After the mechanism is implemented, Iran would be given 15 days to resolve the dispute with the threesome states. The process can ultimately lead to a “snapback” — which refers to the re-imposition of the UN Security Council’s sanctions that were lifted after the nuclear was reached in 2015.
The JCPOA lifted nuclear-related sanctions imposed on Iran by the UN and some other signatories of the deal, particularly the US.
The Islamic Republic, in return, voluntarily changed some aspects of its nuclear program. The agreement was later ratified in the form of Security Council 2231, which terminated previous UN resolutions against the Islamic Republic.

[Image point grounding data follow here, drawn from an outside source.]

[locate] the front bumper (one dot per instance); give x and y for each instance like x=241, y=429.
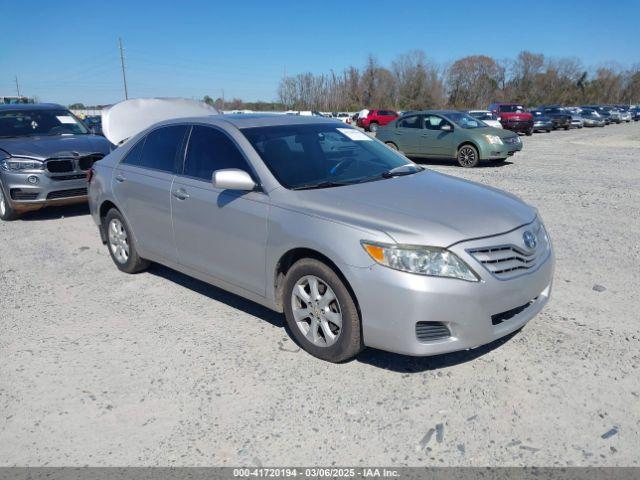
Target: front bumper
x=393, y=302
x=517, y=125
x=542, y=126
x=49, y=190
x=490, y=151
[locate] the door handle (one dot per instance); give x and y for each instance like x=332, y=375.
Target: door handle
x=180, y=194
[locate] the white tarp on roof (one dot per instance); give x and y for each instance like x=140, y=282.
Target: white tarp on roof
x=126, y=119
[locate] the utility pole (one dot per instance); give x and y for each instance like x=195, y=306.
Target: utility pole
x=124, y=76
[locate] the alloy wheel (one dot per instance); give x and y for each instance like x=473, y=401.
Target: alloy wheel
x=3, y=205
x=316, y=311
x=118, y=241
x=467, y=156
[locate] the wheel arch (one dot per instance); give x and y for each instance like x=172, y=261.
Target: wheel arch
x=289, y=258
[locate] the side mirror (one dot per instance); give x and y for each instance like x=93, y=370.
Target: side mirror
x=232, y=179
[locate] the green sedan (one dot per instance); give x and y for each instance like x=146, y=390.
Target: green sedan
x=449, y=134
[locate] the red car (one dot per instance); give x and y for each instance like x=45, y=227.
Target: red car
x=376, y=118
x=513, y=117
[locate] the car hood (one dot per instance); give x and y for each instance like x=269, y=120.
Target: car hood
x=54, y=146
x=426, y=208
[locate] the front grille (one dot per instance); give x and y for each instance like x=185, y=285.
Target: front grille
x=18, y=194
x=60, y=166
x=498, y=318
x=509, y=261
x=76, y=176
x=64, y=165
x=431, y=331
x=86, y=162
x=74, y=192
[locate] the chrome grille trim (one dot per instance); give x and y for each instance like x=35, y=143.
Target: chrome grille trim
x=508, y=261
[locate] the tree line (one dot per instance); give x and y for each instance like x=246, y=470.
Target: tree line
x=412, y=81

The United States was a partner to the accord until May 2018 when it unilaterally left the deal and re-imposed its sanctions. Washington took the move within the framework of a so-called “maximum pressure” policy against Iran that came into force under President Donald Trump.
Bowing to Washington’s pressure, the three remaining European signatories failed to protect Tehran’s business interests under the deal after the US’s withdrawal and started to tow Washington’s sanction line.

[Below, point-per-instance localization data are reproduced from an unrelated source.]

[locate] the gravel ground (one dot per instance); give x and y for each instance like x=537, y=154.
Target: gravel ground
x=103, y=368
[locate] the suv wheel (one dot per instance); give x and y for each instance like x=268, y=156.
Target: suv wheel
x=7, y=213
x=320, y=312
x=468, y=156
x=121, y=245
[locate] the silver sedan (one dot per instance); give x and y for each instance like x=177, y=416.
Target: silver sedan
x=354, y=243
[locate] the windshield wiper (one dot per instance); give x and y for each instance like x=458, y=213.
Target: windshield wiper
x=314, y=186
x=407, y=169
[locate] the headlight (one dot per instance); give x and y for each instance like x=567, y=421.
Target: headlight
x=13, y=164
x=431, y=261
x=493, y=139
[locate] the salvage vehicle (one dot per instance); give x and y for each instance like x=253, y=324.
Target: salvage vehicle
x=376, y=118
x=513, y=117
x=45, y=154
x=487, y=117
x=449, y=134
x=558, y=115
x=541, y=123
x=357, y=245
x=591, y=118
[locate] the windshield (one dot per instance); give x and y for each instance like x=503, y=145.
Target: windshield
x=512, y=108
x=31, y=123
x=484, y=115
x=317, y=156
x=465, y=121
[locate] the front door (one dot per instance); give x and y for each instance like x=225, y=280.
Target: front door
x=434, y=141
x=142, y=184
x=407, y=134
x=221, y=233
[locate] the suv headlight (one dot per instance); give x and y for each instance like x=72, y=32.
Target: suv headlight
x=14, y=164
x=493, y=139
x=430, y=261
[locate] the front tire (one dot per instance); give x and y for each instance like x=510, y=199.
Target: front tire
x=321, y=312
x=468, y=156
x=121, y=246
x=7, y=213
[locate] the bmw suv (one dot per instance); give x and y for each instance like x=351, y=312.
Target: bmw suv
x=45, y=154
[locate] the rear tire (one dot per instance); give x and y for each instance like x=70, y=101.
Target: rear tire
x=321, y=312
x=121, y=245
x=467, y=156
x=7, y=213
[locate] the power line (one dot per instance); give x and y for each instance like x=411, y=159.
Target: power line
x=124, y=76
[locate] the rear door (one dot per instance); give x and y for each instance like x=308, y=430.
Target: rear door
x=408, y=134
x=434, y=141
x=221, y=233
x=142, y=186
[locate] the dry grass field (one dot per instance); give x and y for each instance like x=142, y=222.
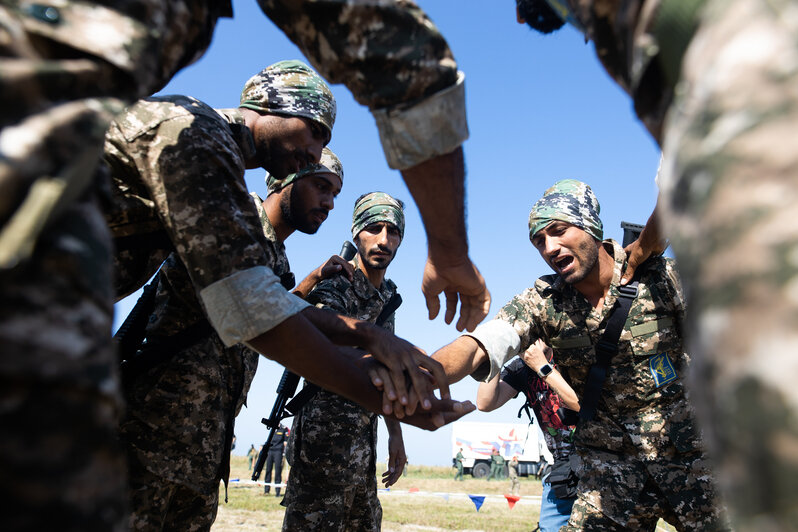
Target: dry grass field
x=426, y=499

A year later, Iran began in May 2019 to gradually reduce its commitments under the JCPOA to both retaliate for Washington’s departure and prompt the European trio to respect their obligations towards Tehran.

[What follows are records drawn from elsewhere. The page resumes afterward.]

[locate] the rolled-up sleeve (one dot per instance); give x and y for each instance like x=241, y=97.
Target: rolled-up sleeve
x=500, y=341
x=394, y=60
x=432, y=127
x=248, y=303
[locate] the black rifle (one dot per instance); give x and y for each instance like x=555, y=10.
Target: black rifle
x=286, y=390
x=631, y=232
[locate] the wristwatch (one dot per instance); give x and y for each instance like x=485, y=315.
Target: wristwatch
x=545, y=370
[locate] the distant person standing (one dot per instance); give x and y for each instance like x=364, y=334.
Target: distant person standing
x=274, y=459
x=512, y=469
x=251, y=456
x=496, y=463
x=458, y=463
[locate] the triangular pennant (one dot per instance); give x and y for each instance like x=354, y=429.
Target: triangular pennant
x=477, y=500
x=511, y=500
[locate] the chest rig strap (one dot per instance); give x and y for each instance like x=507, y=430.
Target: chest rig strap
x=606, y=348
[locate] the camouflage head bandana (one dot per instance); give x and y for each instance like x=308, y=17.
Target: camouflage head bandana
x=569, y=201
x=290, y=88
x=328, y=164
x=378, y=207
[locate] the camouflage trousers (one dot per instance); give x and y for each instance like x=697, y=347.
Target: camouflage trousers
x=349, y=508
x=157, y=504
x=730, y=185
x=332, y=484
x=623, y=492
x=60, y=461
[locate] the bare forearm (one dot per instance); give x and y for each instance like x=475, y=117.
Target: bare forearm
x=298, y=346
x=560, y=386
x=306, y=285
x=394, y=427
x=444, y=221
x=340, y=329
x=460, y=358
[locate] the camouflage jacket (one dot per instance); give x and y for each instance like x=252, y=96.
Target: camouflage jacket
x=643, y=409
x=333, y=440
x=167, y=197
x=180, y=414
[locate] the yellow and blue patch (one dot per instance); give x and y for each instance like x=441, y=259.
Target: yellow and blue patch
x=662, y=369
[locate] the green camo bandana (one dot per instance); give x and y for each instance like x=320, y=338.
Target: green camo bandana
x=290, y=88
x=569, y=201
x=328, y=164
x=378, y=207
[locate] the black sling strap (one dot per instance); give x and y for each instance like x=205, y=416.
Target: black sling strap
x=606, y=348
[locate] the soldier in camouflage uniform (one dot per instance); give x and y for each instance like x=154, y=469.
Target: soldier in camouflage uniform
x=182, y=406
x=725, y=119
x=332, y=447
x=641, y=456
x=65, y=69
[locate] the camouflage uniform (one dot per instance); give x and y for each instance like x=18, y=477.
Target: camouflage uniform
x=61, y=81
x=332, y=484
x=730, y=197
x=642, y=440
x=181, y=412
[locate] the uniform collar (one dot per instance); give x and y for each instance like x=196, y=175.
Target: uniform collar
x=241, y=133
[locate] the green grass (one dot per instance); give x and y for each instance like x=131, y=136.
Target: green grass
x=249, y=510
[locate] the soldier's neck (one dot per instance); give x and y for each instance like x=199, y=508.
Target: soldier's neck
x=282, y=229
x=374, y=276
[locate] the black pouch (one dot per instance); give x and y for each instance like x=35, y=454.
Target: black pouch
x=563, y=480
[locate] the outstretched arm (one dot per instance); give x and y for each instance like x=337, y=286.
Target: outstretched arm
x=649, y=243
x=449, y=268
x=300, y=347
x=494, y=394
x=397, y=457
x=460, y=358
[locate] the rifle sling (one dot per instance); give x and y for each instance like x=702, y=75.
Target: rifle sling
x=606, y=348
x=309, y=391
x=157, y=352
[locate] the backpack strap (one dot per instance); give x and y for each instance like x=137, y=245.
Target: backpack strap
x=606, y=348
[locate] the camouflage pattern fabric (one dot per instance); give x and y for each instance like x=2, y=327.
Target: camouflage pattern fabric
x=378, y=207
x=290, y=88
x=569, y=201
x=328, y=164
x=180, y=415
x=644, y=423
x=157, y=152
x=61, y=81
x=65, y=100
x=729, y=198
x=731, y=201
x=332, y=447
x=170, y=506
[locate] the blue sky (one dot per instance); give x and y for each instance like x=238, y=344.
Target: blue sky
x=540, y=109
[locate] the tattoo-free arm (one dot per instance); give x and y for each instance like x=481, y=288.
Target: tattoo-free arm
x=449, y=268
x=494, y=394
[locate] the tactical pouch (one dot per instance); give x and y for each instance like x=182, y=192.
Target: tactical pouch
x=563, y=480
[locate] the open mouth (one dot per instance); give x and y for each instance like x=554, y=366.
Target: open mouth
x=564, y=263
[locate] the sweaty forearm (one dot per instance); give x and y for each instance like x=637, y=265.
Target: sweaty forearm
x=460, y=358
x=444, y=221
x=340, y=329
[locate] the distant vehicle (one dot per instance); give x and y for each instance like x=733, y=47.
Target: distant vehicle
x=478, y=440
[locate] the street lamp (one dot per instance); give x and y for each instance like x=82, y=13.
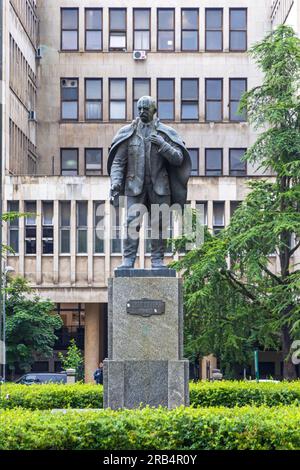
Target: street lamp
x=7, y=269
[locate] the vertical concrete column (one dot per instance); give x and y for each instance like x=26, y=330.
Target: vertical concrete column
x=22, y=239
x=38, y=265
x=90, y=244
x=55, y=241
x=91, y=340
x=73, y=242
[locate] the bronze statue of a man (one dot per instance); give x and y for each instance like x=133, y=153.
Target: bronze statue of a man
x=149, y=164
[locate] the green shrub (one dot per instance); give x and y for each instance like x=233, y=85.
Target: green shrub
x=203, y=394
x=259, y=428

Recently, Iran took a final step in reducing its commitments, and said it would no longer observe any operational limitations on its nuclear industry. The announcement came two days after US drone strikes assassinated senior Iranian commander Lieutenant General Qassem Soleimani.
Tehran has, however, reminded that all its retaliatory steps fitted within Paragraph 36 of the JCPOA, and that its countermeasures are “reversible upon effective implementation of reciprocal obligations.”
The EU3, however, refuted “the argument that Iran is entitled to reduce compliance with the JCPOA.